Nous avons la certitude que l’entente avec CMQ arrive à le faire. Elle prend en compte le consensus qui s’est établi dans la population, tout en assurant un service ferroviaire de qualité et sécuritaire à Lac-Mégantic.
Notre ville s’est développée grâce au train. Des centaines d’emplois dépendant du service ferroviaire, qui permet à plusieurs entreprises de s’approvisionner et d’expédier leur production partout au Canada et aux États-Unis.
Affirmer ceci n’est pas un constat purement économique strictement basé sur l’argent et le profit. L’économie n’évolue pas dans une boite fermée, coupée des autres besoins dans la société.
Le maintien de l’activité économique, c’est le maintien et la croissance des emplois chez nous.
C’est ce qui permet de retenir et d’attirer des familles et des individus à Lac-Mégantic et dans la région.
C’est ce qui permet de maintenir des services et des commerces.
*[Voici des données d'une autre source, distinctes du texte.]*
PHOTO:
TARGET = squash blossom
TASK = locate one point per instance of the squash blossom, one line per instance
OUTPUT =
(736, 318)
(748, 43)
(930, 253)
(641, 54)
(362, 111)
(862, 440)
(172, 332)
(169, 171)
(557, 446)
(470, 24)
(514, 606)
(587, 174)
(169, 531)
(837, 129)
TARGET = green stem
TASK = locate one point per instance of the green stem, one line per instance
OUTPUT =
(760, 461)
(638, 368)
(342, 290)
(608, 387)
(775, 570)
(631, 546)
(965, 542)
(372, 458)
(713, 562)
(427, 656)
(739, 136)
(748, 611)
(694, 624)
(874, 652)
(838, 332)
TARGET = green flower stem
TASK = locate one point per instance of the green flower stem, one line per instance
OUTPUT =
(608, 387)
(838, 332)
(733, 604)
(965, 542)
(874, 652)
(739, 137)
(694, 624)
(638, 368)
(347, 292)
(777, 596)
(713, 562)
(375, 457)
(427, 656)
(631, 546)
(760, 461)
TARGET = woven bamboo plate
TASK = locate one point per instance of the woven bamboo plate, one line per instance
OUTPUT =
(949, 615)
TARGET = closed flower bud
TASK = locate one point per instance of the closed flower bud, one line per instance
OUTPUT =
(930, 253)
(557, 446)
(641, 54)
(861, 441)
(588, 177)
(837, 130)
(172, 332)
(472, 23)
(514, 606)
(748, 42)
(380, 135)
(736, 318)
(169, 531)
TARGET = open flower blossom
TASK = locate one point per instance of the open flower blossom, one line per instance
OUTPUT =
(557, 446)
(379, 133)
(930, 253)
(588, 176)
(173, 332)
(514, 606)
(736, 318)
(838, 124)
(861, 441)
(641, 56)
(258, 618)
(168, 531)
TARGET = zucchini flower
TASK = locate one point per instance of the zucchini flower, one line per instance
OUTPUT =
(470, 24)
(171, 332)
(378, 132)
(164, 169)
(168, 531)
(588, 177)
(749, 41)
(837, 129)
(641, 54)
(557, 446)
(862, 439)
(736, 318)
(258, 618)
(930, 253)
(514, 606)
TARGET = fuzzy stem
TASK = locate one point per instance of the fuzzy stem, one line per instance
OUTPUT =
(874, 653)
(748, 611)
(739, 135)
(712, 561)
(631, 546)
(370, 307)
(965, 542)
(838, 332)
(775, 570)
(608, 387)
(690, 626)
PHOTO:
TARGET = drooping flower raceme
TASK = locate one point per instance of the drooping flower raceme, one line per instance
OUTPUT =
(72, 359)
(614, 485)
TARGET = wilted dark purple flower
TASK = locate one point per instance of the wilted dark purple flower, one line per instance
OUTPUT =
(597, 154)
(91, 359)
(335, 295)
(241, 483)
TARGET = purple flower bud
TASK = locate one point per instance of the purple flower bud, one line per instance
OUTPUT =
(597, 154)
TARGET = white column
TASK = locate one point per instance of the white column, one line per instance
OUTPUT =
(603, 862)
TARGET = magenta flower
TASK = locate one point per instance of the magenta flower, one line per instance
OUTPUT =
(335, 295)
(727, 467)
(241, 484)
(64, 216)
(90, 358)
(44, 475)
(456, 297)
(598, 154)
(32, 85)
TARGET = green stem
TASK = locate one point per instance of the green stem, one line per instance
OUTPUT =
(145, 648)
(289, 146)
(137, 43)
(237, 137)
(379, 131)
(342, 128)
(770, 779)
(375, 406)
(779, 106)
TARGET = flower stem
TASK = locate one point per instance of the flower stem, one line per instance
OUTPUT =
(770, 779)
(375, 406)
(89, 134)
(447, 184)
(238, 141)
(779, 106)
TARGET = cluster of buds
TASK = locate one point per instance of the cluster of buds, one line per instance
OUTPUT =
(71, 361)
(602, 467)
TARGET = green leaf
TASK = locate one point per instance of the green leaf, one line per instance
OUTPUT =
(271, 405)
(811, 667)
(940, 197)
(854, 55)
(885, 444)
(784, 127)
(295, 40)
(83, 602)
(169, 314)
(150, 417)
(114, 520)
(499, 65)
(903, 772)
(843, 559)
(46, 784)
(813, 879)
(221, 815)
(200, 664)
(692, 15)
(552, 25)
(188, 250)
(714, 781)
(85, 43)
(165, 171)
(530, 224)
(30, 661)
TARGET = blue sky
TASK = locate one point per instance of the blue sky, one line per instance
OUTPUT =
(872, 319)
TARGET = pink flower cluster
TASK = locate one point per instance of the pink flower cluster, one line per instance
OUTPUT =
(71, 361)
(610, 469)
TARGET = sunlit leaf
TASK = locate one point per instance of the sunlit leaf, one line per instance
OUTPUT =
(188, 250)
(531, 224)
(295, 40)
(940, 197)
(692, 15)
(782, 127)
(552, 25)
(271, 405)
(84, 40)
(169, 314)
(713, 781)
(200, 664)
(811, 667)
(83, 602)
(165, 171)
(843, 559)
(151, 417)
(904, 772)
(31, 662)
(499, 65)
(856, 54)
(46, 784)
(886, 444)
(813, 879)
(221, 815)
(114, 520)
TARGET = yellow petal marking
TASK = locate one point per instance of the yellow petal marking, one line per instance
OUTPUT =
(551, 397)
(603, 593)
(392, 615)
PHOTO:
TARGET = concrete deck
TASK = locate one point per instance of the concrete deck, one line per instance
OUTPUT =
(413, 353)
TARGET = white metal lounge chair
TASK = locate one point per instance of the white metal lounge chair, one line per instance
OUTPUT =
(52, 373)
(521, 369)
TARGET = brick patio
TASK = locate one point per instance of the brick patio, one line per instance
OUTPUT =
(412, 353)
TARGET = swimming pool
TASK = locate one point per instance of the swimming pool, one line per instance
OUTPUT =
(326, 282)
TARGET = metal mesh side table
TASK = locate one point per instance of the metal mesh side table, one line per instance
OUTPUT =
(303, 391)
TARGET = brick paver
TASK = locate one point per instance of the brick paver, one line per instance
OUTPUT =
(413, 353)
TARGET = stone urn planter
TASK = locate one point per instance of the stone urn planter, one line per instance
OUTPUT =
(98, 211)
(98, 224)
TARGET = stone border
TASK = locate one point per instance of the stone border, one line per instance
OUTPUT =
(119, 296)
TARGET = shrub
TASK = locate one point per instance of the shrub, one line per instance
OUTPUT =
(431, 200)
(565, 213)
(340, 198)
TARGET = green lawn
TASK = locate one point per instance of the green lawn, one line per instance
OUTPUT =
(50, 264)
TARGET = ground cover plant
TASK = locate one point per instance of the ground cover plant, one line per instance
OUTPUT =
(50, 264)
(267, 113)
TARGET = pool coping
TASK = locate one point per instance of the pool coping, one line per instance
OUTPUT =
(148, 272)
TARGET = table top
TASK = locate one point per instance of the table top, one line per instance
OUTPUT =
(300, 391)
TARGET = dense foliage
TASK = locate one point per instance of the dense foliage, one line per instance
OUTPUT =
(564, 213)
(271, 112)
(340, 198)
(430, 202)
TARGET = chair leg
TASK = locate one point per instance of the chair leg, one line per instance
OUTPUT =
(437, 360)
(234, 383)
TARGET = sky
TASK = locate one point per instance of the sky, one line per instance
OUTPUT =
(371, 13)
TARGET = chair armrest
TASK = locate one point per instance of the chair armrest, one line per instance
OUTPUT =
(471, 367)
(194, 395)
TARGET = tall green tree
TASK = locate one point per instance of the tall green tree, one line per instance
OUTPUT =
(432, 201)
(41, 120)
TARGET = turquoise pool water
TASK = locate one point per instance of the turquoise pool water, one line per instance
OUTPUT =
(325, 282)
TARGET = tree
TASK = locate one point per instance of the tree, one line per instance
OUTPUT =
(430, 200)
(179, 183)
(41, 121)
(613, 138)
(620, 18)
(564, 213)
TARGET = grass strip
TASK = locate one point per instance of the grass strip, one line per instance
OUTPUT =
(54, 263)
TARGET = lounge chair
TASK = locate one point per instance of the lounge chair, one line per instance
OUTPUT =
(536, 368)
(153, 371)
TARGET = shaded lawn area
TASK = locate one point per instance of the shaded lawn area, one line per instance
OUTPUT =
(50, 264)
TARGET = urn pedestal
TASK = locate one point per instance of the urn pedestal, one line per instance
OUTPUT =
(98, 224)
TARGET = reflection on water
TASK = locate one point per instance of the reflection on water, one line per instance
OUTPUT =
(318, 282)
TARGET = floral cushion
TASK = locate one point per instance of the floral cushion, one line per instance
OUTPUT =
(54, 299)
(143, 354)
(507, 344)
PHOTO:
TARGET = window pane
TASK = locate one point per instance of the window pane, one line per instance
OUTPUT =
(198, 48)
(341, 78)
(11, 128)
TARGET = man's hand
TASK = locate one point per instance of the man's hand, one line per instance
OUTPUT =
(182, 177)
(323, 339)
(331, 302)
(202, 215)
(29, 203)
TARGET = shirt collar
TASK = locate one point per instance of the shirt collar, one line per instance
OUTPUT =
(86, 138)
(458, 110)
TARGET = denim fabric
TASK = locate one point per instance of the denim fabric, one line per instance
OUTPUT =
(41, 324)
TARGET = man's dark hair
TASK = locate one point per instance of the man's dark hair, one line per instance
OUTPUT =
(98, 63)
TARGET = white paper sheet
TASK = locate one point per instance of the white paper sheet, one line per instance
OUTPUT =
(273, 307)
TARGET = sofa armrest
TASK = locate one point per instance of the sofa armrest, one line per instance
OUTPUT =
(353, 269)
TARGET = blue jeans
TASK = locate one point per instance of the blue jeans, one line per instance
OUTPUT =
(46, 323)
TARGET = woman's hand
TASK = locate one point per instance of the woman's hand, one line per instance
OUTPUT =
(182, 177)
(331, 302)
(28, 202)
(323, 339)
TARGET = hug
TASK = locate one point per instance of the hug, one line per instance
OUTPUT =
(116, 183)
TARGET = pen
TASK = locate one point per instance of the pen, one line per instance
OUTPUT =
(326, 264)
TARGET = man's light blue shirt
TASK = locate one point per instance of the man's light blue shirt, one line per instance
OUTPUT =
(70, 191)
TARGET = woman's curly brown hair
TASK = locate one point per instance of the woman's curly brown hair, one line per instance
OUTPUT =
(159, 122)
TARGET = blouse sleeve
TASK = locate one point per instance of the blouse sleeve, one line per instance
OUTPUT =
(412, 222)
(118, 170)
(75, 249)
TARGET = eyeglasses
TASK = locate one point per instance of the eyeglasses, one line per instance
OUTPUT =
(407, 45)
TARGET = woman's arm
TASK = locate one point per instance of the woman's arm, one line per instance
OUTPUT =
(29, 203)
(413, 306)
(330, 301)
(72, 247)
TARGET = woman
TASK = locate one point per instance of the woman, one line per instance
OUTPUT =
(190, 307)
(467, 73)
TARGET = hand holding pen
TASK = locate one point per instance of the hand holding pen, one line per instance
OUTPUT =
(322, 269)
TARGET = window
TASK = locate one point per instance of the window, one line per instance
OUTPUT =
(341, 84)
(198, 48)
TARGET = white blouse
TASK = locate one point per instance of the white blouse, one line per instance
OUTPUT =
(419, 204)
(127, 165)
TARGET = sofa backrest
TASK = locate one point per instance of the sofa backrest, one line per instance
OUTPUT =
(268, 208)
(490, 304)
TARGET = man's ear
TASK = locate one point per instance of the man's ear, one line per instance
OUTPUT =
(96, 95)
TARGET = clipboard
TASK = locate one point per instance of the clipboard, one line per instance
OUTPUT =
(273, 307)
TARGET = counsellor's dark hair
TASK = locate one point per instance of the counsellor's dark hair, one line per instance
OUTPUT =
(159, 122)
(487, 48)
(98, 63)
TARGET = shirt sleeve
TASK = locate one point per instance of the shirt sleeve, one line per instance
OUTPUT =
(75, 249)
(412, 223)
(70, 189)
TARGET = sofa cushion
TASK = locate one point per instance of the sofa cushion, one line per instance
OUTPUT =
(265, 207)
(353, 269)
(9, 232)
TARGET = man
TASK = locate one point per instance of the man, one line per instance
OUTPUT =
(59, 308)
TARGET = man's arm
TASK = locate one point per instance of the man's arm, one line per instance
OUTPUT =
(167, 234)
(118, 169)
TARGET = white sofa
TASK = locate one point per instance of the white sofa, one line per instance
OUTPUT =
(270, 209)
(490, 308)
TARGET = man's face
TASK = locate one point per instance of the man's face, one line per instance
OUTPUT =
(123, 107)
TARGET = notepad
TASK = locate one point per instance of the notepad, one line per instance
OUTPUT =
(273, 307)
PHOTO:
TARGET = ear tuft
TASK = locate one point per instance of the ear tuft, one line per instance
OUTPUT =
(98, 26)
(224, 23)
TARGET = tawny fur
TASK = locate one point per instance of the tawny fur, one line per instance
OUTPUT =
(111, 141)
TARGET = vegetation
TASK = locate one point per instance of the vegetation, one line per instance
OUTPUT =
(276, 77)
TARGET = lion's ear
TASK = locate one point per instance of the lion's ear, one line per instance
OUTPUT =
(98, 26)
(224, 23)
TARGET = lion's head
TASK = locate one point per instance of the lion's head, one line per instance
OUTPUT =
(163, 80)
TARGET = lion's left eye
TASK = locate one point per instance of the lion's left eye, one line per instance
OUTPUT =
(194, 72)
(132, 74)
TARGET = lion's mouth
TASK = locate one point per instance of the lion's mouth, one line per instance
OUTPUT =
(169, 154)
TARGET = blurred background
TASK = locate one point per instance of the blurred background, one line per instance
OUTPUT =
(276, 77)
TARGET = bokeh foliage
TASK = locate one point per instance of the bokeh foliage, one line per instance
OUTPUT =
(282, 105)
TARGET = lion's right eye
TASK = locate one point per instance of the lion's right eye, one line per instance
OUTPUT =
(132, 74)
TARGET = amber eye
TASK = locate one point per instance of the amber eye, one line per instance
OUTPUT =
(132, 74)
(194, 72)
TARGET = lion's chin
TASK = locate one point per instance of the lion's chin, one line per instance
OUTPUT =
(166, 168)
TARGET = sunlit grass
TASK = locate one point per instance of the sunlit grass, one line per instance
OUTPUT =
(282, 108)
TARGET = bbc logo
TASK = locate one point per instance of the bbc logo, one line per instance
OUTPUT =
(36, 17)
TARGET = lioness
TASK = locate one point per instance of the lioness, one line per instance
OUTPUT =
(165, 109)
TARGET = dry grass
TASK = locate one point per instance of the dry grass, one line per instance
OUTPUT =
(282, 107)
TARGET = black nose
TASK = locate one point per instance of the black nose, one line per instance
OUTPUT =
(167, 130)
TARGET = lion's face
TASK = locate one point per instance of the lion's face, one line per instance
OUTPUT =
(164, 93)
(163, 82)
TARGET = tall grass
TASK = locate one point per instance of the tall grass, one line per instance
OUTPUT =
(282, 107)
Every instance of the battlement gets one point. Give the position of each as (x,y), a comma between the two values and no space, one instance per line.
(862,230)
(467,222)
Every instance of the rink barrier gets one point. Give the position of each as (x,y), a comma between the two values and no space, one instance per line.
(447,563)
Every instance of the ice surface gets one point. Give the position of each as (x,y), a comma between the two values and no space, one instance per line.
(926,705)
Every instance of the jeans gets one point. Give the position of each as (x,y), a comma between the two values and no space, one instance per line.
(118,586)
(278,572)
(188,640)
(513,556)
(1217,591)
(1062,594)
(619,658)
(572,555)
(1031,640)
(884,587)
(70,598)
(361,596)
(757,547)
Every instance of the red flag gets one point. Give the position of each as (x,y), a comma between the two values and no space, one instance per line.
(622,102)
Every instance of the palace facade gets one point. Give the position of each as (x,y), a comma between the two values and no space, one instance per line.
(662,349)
C’est ce qui permet d’assurer la vitalité de la communauté, ce qui permet d’avoir des jeunes dans les classes de nos écoles, dont les parents sont en mesure de gagner leur vie.
Les composantes sociales et économiques s’entremêlent et se nourrissent l’une et l’autre. Cela fait partie du nécessaire équilibre dans une communauté.
Merci d’en prendre compte dans votre évaluation du dossier ferroviaire, et surtout, merci de votre attention.